GA3 ameliorates the detrimental effects of salt stress on lettuce seeds through several critical pathways. Under saline conditions, GA3 enhances the selectivity and efficiency of ion transport, thereby reducing the toxic buildup of Na+ and Cl− ions within cells, which helps to maintain osmotic balance and prevent ionic toxicity. Moreover, GA3 upregulates the activity of key antioxidant enzymes like superoxide dismutase and catalase, which neutralize reactive oxygen species or ROS generated by salt stress, thus mitigating oxidative damage to cellular components [14,21,22]. Additionally, GA3 plays a significant role in stabilizing cell membrane integrity by influencing the composition and synthesis of membrane lipids and proteins, which decreases ion leakage and maintains cellular homeostasis [23]. GA3 also modulates the expression of stress-responsive genes, thereby enhancing the plant’s ability to cope with salinity-induced stress at a genetic level [24]. Furthermore, GA3 supports seed germination and seedling growth by promoting cell elongation and division, counteracting the inhibitory effects of high salinity [25]. Finally, GA3’s interaction with other plant hormones, such as ABA, balances growth and stress responses, thereby optimizing the overall adaptive capacity of the plant under salt stress [21].
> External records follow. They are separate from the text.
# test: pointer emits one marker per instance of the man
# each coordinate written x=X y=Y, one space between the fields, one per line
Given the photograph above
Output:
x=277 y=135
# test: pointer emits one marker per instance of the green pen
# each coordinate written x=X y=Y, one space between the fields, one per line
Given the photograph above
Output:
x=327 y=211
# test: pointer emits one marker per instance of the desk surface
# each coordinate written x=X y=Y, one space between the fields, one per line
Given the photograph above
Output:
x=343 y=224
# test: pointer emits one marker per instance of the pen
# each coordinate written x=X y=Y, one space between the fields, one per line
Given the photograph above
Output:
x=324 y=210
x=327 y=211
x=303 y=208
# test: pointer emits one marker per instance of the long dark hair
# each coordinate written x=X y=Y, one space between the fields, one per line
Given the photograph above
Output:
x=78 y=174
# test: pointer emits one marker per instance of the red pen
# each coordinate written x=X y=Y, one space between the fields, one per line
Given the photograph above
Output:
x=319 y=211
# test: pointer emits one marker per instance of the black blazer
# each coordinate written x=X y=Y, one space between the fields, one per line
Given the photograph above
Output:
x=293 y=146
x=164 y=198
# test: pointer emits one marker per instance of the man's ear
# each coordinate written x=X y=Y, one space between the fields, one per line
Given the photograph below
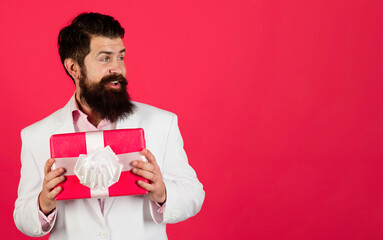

Beyond mitigating stress, GA supports optimal plant performance to increase yield. GA3 improved the stomatal conductance and accumulation of sugars in lettuce and arugula, which increased dry mass [22]. However, the authors caution that GA3 effects, like other phytohormones, will differ in plant species, concentrations, and application timing [22]. We saw similar results where 100 mM NaCl + 150 mg/L GA3 resulted in the lowest final shoot dry weight in the cultivar ‘Muir’ (Figure 5B). We theorize that high levels of GA3 (>100 mg/L) can damage this cultivar ‘Muir’ or the seeds were damaged beyond recovery. However, we cannot verify this because we did not perform any seed molecular analysis to see what changes could have yielded this response in this cultivar. In another study, when high levels of GA3 were applied to lettuce via a solution in a hydroponic system, negative effects, including pale leaves, were shown [22]. Seven days after germination in all cultivars, GA3-treated seedlings showed extended hypocotyls and floppy leaves, while the control had more expanded leaves and was closer to the substrate (Figure 3). The expanded hypocotyl in the presence of exogenous GA3 can be attributed to GA3′s ability to promote cell expansion [1,8]. Another study showed that GA3 reversed the negative impact of salinity stress in seeds by promoting phosphate transport and increasing the shoot length [13]. Though plants from GA-treated seeds showed extended leaves and hypocotyl, the shoot dry weight analysis revealed no significant treatment variations for the cultivar ‘Bauer’ on all days (Figure 5A). In the same way, there were significant differences only on day 28 for the cultivar ‘Muir’ (Figure 5B). Due to the height between shelves (reduced distance between camera and plants) and camera view limitations, we could only grow plants for up to 30 days. Since the cultivar ‘Muir’ is slow growing, allowing it to reach maturity (~50 days from sowing) might have provided more weight variations.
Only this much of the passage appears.